A picture is worth a thousand numbersPosted: September 1, 2011
I just reintroduced myself to a lovely little example of why it’s important to draw graphs and to look at outliers in your data, and I want to introduce you to it as well.
This came up today when I was trying to persuade someone that they really ought to look beyond the average values for spending, website visits, and so on when thinking about their customers. They weren’t convinced, as they thought that an average told you pretty much all the important stuff, and anything else was basically just getting carried away with overengineering the statistics for the fun of it.
Here is a very lovely little counterexample: Anscombe’s quartet, constructed by Edward F J Anscombe back in 1973. Feast your eyes on the sets of data below, which have eleven points each.
(thanks Wikipedia for the picture).
Imagine that each of these datasets represents eleven of your customers on some measure or other (you can pick something that’s relevant to you).
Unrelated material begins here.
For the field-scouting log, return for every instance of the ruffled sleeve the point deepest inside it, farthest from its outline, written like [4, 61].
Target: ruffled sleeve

If you looked at just the averages, or even started to get a bit clever and look at the variance and the correlation of X and Y for each set, you’ll find that every set has exactly the same values.
Isn’t that fantastic? Each of the sets above has mean X of 9, variance X of 10, mean Y of 7.5, variance Y of 3.75, and correlation between X and Y of 0.81, with exactly the same best fit regression line for each. Any sensible summary measure you can think of for the set comes out just the same for every one. And yet anyone looking at the graphs can see in a second that each dataset is telling a completely different story about your business.